陆丰一路狂奔,一头扎进那条昏暗的胡同。
还没等他看清前方的路况,后背就结结实实挨了一下重击。
那股力道极大,推着他往前踉跄两步,直接扑倒在地上。
“卧槽!”
他疼的龇牙咧嘴,惨叫出声。
天色越来越暗。
胡同里连个路灯都没有,人影根本看不清。
再加上黄正去买烟了,这群小弟也没人给他们看过照片,只知道大哥交代的任务是堵穿着校服的一男一女。
眼下看到个穿校服的男生火急火燎的冲进来,后头跟着个同龄的妹子,几个年轻力壮的小混混理所应当的认为,这就是他们要打的陈诚。
于是逮着地上的陆丰就是一顿好揍。
原本跟在后头那个想送情书的小姑娘刚追到胡同口,她还没来得及开口说,“陆学长,我已经喜欢你很久了,请你一定要答应我的告白”,就看见里头黑压压一群人在群殴。
那姑娘吓的面色苍白,尖叫一声,转身就跑,连告白信都吓得扔了。
陆丰被踹的满地打滚,他这才反应过来,这群人就是自已找来的帮手,于是拼命想扯着嗓子喊,你们他妈的打错人了,老子是雇主!
可密集的拳脚毫不留情的砸在他身上,疼的连一句完整的话都说不出来,只能发出痛苦的闷哼。
这群混子里有个看起来年纪不大的男生,手里边拎着根棒球棍,迟迟没有落下。
“不是,大哥还没来,这要揍到啥时候才算完啊?”
那个留着杀马特发型的男生朝着嗷嚎不止的陆丰身上啐了口唾沫。
他这才挥挥手,喊着人撤退。
“行了行了,差不多了,再打要出人命了,赶紧撤。
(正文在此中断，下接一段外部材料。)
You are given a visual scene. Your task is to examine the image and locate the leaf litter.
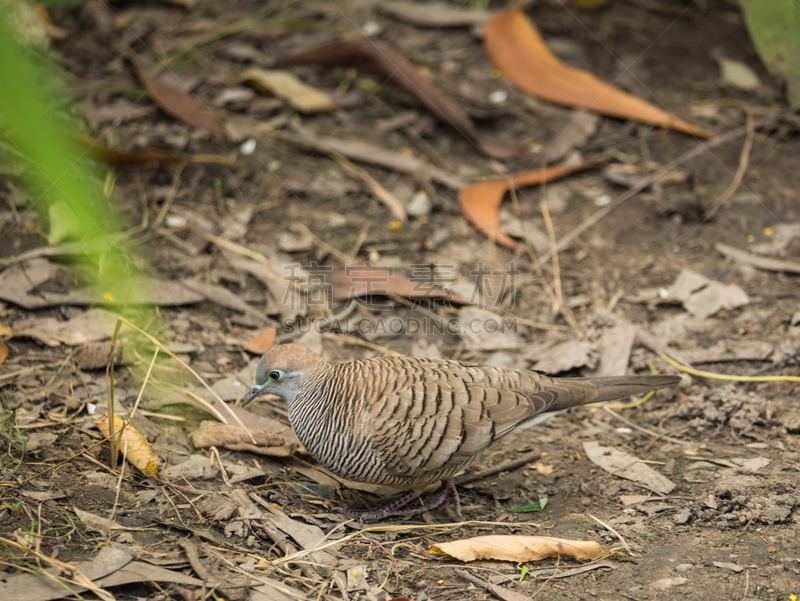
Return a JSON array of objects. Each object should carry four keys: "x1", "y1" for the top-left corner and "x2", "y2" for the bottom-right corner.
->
[{"x1": 0, "y1": 5, "x2": 800, "y2": 599}]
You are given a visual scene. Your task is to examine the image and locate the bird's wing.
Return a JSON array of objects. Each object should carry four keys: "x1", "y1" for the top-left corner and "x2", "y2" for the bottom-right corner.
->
[{"x1": 368, "y1": 359, "x2": 558, "y2": 476}]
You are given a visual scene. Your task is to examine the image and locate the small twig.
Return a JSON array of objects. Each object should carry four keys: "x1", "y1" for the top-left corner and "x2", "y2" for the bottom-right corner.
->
[
  {"x1": 603, "y1": 405, "x2": 689, "y2": 445},
  {"x1": 539, "y1": 106, "x2": 800, "y2": 264},
  {"x1": 320, "y1": 148, "x2": 408, "y2": 223},
  {"x1": 457, "y1": 451, "x2": 542, "y2": 485},
  {"x1": 587, "y1": 513, "x2": 636, "y2": 557},
  {"x1": 297, "y1": 222, "x2": 350, "y2": 265},
  {"x1": 658, "y1": 353, "x2": 800, "y2": 382},
  {"x1": 704, "y1": 102, "x2": 756, "y2": 219}
]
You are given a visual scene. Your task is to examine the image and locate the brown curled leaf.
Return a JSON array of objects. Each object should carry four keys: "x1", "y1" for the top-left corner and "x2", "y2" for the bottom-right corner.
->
[
  {"x1": 273, "y1": 38, "x2": 524, "y2": 160},
  {"x1": 72, "y1": 134, "x2": 184, "y2": 167},
  {"x1": 129, "y1": 58, "x2": 225, "y2": 138},
  {"x1": 485, "y1": 6, "x2": 714, "y2": 138},
  {"x1": 94, "y1": 415, "x2": 159, "y2": 478},
  {"x1": 458, "y1": 161, "x2": 597, "y2": 250},
  {"x1": 431, "y1": 534, "x2": 611, "y2": 562}
]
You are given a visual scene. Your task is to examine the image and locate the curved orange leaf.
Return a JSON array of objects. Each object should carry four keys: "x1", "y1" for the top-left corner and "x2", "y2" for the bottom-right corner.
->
[
  {"x1": 458, "y1": 161, "x2": 597, "y2": 250},
  {"x1": 485, "y1": 7, "x2": 714, "y2": 138}
]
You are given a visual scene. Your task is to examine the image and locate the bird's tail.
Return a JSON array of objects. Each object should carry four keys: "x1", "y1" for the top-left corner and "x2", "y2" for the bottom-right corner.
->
[{"x1": 548, "y1": 375, "x2": 681, "y2": 411}]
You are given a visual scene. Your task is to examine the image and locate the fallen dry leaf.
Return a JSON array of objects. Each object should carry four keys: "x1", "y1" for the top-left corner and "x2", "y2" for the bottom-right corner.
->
[
  {"x1": 129, "y1": 58, "x2": 225, "y2": 138},
  {"x1": 94, "y1": 415, "x2": 158, "y2": 478},
  {"x1": 331, "y1": 265, "x2": 470, "y2": 305},
  {"x1": 0, "y1": 547, "x2": 204, "y2": 601},
  {"x1": 458, "y1": 161, "x2": 597, "y2": 250},
  {"x1": 242, "y1": 67, "x2": 336, "y2": 113},
  {"x1": 72, "y1": 134, "x2": 185, "y2": 167},
  {"x1": 431, "y1": 534, "x2": 611, "y2": 562},
  {"x1": 192, "y1": 420, "x2": 302, "y2": 457},
  {"x1": 583, "y1": 442, "x2": 675, "y2": 495},
  {"x1": 244, "y1": 326, "x2": 278, "y2": 355},
  {"x1": 273, "y1": 38, "x2": 524, "y2": 160},
  {"x1": 485, "y1": 6, "x2": 713, "y2": 138},
  {"x1": 683, "y1": 282, "x2": 750, "y2": 319}
]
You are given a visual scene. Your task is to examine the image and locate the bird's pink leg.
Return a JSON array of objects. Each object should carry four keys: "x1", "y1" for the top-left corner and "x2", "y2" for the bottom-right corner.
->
[{"x1": 337, "y1": 476, "x2": 461, "y2": 522}]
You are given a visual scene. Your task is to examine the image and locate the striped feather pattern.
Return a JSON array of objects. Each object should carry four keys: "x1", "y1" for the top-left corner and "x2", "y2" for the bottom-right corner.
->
[{"x1": 256, "y1": 344, "x2": 679, "y2": 488}]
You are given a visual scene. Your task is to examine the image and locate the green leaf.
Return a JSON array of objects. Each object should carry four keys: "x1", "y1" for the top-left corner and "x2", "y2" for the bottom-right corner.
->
[
  {"x1": 509, "y1": 497, "x2": 547, "y2": 513},
  {"x1": 741, "y1": 0, "x2": 800, "y2": 106}
]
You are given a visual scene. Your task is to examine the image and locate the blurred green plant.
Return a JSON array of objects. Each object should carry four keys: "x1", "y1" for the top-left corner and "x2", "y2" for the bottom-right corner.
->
[
  {"x1": 0, "y1": 11, "x2": 135, "y2": 290},
  {"x1": 741, "y1": 0, "x2": 800, "y2": 106}
]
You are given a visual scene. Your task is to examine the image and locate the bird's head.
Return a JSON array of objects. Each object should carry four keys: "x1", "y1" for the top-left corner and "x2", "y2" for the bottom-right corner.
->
[{"x1": 242, "y1": 344, "x2": 327, "y2": 407}]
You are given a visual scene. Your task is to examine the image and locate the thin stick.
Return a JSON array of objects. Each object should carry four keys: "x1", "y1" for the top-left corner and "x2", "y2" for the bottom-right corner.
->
[
  {"x1": 320, "y1": 148, "x2": 408, "y2": 223},
  {"x1": 539, "y1": 106, "x2": 800, "y2": 264},
  {"x1": 539, "y1": 185, "x2": 566, "y2": 317},
  {"x1": 658, "y1": 353, "x2": 800, "y2": 382},
  {"x1": 704, "y1": 102, "x2": 756, "y2": 219},
  {"x1": 603, "y1": 405, "x2": 689, "y2": 445},
  {"x1": 587, "y1": 513, "x2": 635, "y2": 557},
  {"x1": 458, "y1": 451, "x2": 542, "y2": 485}
]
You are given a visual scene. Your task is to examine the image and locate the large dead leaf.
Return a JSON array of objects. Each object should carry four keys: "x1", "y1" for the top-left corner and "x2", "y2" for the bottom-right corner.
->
[
  {"x1": 458, "y1": 161, "x2": 597, "y2": 250},
  {"x1": 431, "y1": 534, "x2": 611, "y2": 562},
  {"x1": 331, "y1": 265, "x2": 470, "y2": 305},
  {"x1": 94, "y1": 415, "x2": 158, "y2": 478},
  {"x1": 0, "y1": 547, "x2": 205, "y2": 601},
  {"x1": 130, "y1": 59, "x2": 225, "y2": 138},
  {"x1": 485, "y1": 6, "x2": 713, "y2": 138},
  {"x1": 583, "y1": 442, "x2": 675, "y2": 495},
  {"x1": 274, "y1": 38, "x2": 524, "y2": 159}
]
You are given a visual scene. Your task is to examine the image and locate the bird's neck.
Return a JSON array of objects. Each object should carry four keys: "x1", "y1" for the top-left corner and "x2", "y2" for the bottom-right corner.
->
[{"x1": 286, "y1": 369, "x2": 335, "y2": 438}]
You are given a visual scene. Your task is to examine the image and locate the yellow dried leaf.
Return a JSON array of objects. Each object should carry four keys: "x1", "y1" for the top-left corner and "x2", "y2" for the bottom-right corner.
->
[
  {"x1": 94, "y1": 416, "x2": 158, "y2": 477},
  {"x1": 431, "y1": 535, "x2": 611, "y2": 562}
]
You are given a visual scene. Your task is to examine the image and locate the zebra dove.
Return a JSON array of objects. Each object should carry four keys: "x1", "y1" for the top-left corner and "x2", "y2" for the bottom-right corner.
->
[{"x1": 242, "y1": 344, "x2": 680, "y2": 520}]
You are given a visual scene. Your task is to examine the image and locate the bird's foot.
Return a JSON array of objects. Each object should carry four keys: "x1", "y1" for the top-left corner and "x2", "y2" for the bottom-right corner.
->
[
  {"x1": 336, "y1": 490, "x2": 422, "y2": 522},
  {"x1": 337, "y1": 477, "x2": 461, "y2": 522}
]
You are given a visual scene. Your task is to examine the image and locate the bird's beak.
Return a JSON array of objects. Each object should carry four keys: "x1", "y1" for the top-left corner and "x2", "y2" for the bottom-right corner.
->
[{"x1": 242, "y1": 384, "x2": 264, "y2": 407}]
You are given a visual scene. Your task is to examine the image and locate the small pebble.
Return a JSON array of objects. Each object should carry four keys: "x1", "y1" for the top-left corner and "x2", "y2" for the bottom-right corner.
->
[
  {"x1": 239, "y1": 138, "x2": 256, "y2": 155},
  {"x1": 406, "y1": 190, "x2": 433, "y2": 217}
]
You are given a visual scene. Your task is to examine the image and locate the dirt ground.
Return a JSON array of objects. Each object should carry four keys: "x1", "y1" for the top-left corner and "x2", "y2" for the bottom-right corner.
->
[{"x1": 0, "y1": 0, "x2": 800, "y2": 601}]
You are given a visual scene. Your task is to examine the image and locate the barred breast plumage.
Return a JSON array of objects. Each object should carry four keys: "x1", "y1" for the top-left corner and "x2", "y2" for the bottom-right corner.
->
[{"x1": 242, "y1": 344, "x2": 680, "y2": 517}]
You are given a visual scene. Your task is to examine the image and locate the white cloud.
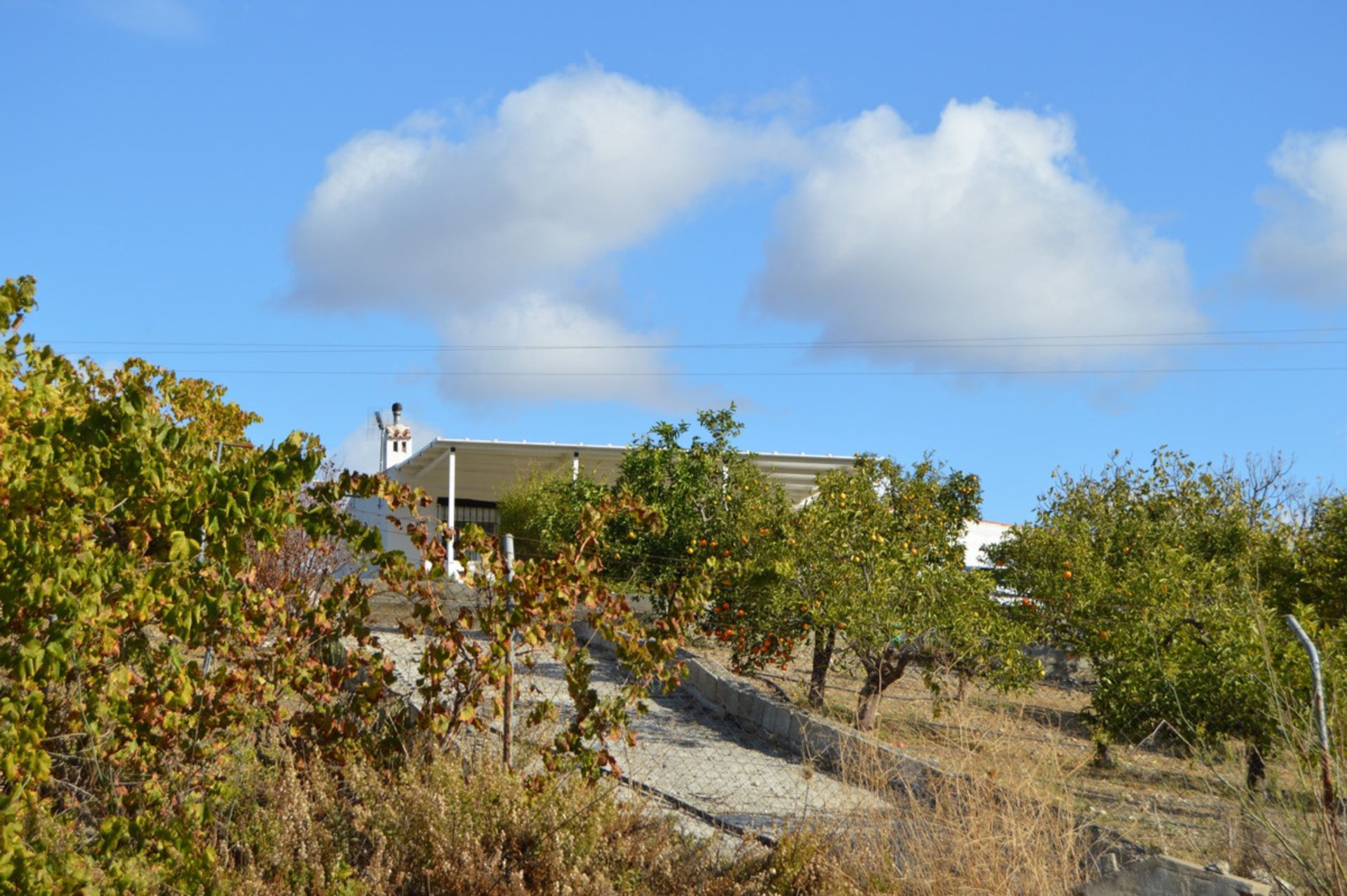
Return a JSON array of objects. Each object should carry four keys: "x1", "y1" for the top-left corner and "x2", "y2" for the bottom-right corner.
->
[
  {"x1": 85, "y1": 0, "x2": 202, "y2": 41},
  {"x1": 293, "y1": 69, "x2": 796, "y2": 403},
  {"x1": 1250, "y1": 128, "x2": 1347, "y2": 305},
  {"x1": 756, "y1": 100, "x2": 1202, "y2": 369}
]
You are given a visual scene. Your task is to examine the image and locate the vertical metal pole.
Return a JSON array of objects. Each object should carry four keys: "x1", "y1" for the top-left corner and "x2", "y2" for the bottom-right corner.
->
[
  {"x1": 501, "y1": 533, "x2": 514, "y2": 768},
  {"x1": 196, "y1": 442, "x2": 225, "y2": 675},
  {"x1": 445, "y1": 446, "x2": 458, "y2": 571},
  {"x1": 1282, "y1": 613, "x2": 1338, "y2": 824}
]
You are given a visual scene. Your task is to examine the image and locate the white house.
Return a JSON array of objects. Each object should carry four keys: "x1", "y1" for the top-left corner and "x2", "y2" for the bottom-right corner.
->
[{"x1": 349, "y1": 404, "x2": 1009, "y2": 567}]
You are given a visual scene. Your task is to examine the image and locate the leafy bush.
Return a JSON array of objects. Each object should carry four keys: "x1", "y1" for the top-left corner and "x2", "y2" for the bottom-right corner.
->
[{"x1": 0, "y1": 278, "x2": 699, "y2": 892}]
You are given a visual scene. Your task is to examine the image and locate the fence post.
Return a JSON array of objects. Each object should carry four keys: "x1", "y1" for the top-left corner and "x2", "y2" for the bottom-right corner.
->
[
  {"x1": 1282, "y1": 613, "x2": 1338, "y2": 841},
  {"x1": 501, "y1": 533, "x2": 514, "y2": 768}
]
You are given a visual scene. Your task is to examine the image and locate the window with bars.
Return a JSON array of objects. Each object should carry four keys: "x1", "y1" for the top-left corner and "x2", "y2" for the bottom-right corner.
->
[{"x1": 435, "y1": 497, "x2": 501, "y2": 535}]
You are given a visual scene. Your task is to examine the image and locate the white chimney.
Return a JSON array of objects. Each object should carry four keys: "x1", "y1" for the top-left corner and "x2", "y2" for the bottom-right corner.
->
[{"x1": 375, "y1": 401, "x2": 413, "y2": 473}]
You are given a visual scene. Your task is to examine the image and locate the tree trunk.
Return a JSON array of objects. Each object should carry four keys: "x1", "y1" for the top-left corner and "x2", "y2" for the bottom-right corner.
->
[
  {"x1": 1245, "y1": 744, "x2": 1268, "y2": 794},
  {"x1": 805, "y1": 628, "x2": 838, "y2": 709},
  {"x1": 855, "y1": 657, "x2": 908, "y2": 732}
]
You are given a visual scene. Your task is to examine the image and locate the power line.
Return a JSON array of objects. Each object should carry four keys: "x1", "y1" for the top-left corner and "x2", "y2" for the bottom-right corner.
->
[
  {"x1": 39, "y1": 326, "x2": 1347, "y2": 354},
  {"x1": 163, "y1": 365, "x2": 1347, "y2": 379},
  {"x1": 34, "y1": 337, "x2": 1347, "y2": 356}
]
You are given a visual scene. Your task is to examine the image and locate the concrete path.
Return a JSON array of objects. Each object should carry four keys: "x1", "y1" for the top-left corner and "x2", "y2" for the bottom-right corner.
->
[{"x1": 380, "y1": 632, "x2": 884, "y2": 831}]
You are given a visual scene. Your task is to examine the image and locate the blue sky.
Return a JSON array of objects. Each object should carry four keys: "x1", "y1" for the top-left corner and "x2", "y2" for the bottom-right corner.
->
[{"x1": 0, "y1": 0, "x2": 1347, "y2": 521}]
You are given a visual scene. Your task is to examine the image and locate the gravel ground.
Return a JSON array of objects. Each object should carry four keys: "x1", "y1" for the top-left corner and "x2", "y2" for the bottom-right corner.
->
[{"x1": 380, "y1": 632, "x2": 884, "y2": 833}]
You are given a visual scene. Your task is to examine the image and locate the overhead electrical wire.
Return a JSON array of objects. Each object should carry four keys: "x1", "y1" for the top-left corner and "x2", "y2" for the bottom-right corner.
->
[
  {"x1": 154, "y1": 365, "x2": 1347, "y2": 379},
  {"x1": 34, "y1": 326, "x2": 1347, "y2": 379},
  {"x1": 54, "y1": 321, "x2": 1347, "y2": 354}
]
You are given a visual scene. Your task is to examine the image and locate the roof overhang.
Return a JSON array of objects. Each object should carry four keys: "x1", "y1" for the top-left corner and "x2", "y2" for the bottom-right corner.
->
[{"x1": 388, "y1": 439, "x2": 854, "y2": 504}]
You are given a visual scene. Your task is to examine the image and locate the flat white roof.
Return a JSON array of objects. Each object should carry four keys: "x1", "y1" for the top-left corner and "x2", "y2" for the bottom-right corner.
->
[{"x1": 388, "y1": 438, "x2": 854, "y2": 504}]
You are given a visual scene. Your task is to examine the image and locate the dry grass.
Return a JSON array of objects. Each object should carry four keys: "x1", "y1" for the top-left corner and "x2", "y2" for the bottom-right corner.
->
[
  {"x1": 698, "y1": 644, "x2": 1347, "y2": 895},
  {"x1": 797, "y1": 733, "x2": 1092, "y2": 896}
]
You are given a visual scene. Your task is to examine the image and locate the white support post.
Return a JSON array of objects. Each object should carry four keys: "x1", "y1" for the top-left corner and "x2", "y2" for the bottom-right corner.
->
[{"x1": 445, "y1": 446, "x2": 458, "y2": 571}]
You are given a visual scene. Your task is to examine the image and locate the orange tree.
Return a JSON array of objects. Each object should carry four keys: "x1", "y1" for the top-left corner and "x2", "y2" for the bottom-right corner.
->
[
  {"x1": 989, "y1": 448, "x2": 1296, "y2": 786},
  {"x1": 606, "y1": 404, "x2": 789, "y2": 587},
  {"x1": 1296, "y1": 495, "x2": 1347, "y2": 622},
  {"x1": 0, "y1": 278, "x2": 700, "y2": 892},
  {"x1": 804, "y1": 455, "x2": 1041, "y2": 729},
  {"x1": 713, "y1": 455, "x2": 1041, "y2": 729}
]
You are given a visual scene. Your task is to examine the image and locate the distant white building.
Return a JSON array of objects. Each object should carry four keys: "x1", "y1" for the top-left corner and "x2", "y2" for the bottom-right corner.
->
[{"x1": 349, "y1": 404, "x2": 1010, "y2": 568}]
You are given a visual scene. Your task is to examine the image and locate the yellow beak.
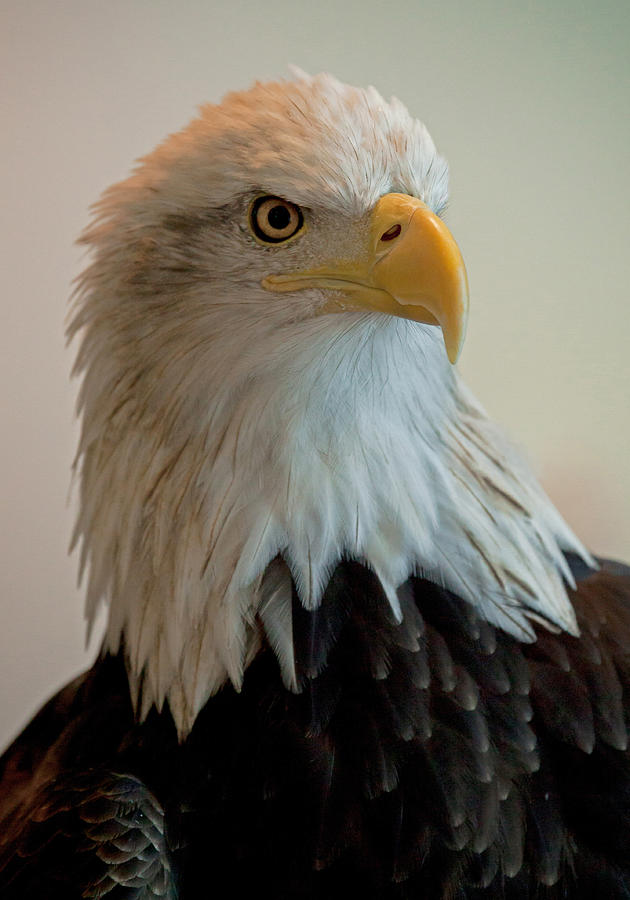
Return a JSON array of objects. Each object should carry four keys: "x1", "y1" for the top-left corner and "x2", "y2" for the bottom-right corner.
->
[{"x1": 262, "y1": 194, "x2": 468, "y2": 363}]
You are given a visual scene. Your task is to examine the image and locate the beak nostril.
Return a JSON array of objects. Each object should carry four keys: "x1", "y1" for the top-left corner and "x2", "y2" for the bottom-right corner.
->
[{"x1": 381, "y1": 225, "x2": 402, "y2": 241}]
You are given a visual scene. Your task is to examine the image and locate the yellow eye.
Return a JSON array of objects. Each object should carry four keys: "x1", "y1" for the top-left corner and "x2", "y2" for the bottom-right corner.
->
[{"x1": 249, "y1": 195, "x2": 304, "y2": 244}]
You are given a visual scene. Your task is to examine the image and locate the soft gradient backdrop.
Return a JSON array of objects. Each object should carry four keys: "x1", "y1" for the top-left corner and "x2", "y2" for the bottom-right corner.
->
[{"x1": 0, "y1": 0, "x2": 630, "y2": 745}]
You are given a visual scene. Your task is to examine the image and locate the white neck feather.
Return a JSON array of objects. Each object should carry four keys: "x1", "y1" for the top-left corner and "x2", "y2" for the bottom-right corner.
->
[{"x1": 77, "y1": 316, "x2": 588, "y2": 735}]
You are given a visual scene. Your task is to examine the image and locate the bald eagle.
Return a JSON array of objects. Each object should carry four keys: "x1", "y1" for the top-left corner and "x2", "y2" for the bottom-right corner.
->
[{"x1": 0, "y1": 74, "x2": 630, "y2": 900}]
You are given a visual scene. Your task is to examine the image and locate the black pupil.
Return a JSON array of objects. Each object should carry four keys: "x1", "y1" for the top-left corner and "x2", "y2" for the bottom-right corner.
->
[{"x1": 267, "y1": 206, "x2": 291, "y2": 231}]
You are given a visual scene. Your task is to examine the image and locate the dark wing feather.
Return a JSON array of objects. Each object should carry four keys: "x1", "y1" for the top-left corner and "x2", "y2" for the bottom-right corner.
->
[
  {"x1": 0, "y1": 771, "x2": 176, "y2": 900},
  {"x1": 0, "y1": 560, "x2": 630, "y2": 900}
]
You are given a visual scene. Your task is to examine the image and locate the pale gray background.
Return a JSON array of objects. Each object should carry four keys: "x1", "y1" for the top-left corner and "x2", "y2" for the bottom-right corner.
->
[{"x1": 0, "y1": 0, "x2": 630, "y2": 744}]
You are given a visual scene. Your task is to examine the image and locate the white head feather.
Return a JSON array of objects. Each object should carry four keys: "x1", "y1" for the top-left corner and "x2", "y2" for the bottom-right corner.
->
[{"x1": 70, "y1": 75, "x2": 588, "y2": 735}]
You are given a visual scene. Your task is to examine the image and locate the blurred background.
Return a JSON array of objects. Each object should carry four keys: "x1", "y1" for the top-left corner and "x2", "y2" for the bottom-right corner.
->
[{"x1": 0, "y1": 0, "x2": 630, "y2": 746}]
”
脚步声渐渐远去,胡同里重新恢复了死寂。
陆丰鼻青脸肿的趴在地上,被揍的浑身疼的发颤,咬牙切齿的拍了下地面,眼睛里全是怨毒。
“陈诚,你他妈给老子等着!”
走在路上的陈诚莫名其妙打了个响亮的喷嚏。
他揉了揉鼻子,心想是谁在背后骂他。
走在旁边的沈幼怡还在小口小口的啃着炸串。
她吃东西的速度很慢,两人都快走完三分之二的路程了,她手里那把炸串才吃下去不到三根,咀嚼的动作很轻。
沈幼怡嚼着嚼着,发现陈诚一直在盯着自已看。
她眨了眨眼睛,以为哥哥也想吃。
她甚至没来得及思考,下意识就把手里那串吃了一半的炸鸡柳递到了陈诚的嘴边。
这个动作做完,她自已先僵住了。
这可是她吃过的。
要是现在把手收回来,又会变得更加奇怪和尴尬。
她只能举着手停在那里,心脏在胸腔里怦怦直跳。
陈诚也不知道自已是怎么了。
看着沈幼怡递过来的炸鸡柳,还有她那双带着点慌乱的清澈眼眸,他鬼使神差的往前凑了一下,张嘴咬了一口。
味道确实挺好吃的。
不知道是那家店的技术进步了,还是有什么其他的原因,他总觉得比以前吃的都要香。
沈幼怡的小手慢慢收了回去。
她低着头,继续吃剩下的鸡柳,耳垂泛起大片深红。
心底却莫名涌起一点点雀跃。
这好像是间接接吻叭…
她也不知道为什么,但就是很开心,连胃里都觉得暖洋洋的。
回到那间小小的公寓。
沈幼怡在玄关换上带兔子图案的拖鞋,提着炸串走到茶几前放下。
她从袋子里摸出昨晚没喝的旺仔牛奶,在桌面上摆齐。
经过这几天的相处,陈诚发现沈幼怡好像变了。
在家里的时候,她不像以往那么怯弱了。
她现在会时不时抬起头看他,也会展露出一些鲜活的小表情。